Die Wiener Börse schloss am Freitag leicht höher. Der ATX stieg um 0,31 Prozent auf 3.343,91 Punkte. Der ATX Prime stieg um 0,27 Prozent auf 1.676,62 Punkte. Zum Wochenschluss legten andere Aktienmärkte deutlicher zu. Die Märkte wurden von der Aussicht angetrieben, dass die US-Notenbank die Zinsen doch nicht so stark anheben könnte wie befürchtet.
Bis zum Ende der Woche waren die Wienerberger stark gefragt und legten um 3,25 Prozent zu. UNIQA legte mit einem guten Volumen um 2,65 Prozent zu. Der ATX wurde vor allem durch die Verluste der beiden Versorgeraktien gestoppt. Die EVN verlor am Freitag 3,75 Prozent, der Verbund verlor 2,32 Prozent. Allerdings hatten auch beide Anbieter zuletzt zugelegt. Vor allem die Verbund-Aktie hatte zuletzt nach der Ankündigung einer Sonderdividende kräftig zugelegt.

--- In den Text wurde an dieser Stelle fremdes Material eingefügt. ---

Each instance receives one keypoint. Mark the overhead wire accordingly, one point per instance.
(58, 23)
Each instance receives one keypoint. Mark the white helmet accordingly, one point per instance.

Hinzu kamen Gebühren auf Bankpapiere. Die Raiffeisen Bank International verlor 1,2 %, die Erste Group schloss 0,7 % im Minus. Laut den Analysten der Erste Group könnte die Einführung neuer Verbrauchssteuern für bestimmte Sektoren in Ungarn einen leicht negativen Einfluss auf die Bankwerte haben. In einem ersten Kommentar schätzen Analysten die Auswirkungen auf den Nettogewinn der Erste Group auf 50 bis 60 Millionen Euro und den der RBI auf 40 bis 50 Millionen Euro.
Die am Nachmittag veröffentlichten US-Daten hatten keine spürbaren Auswirkungen auf die Aktienmärkte. Auch die US-Verbraucherausgaben sind Berichten zufolge im April deutlich gestiegen. Laut dem US-Handelsministerium stiegen die Verbraucherausgaben gegenüber dem Vormonat um 0,9 Prozent. Der PCE-Preisindex, der auf den Verbraucherausgaben basiert, stieg nach Angaben des Ministeriums im Jahresvergleich um 6,3 Prozent gegenüber 6,6 Prozent im Vormonat.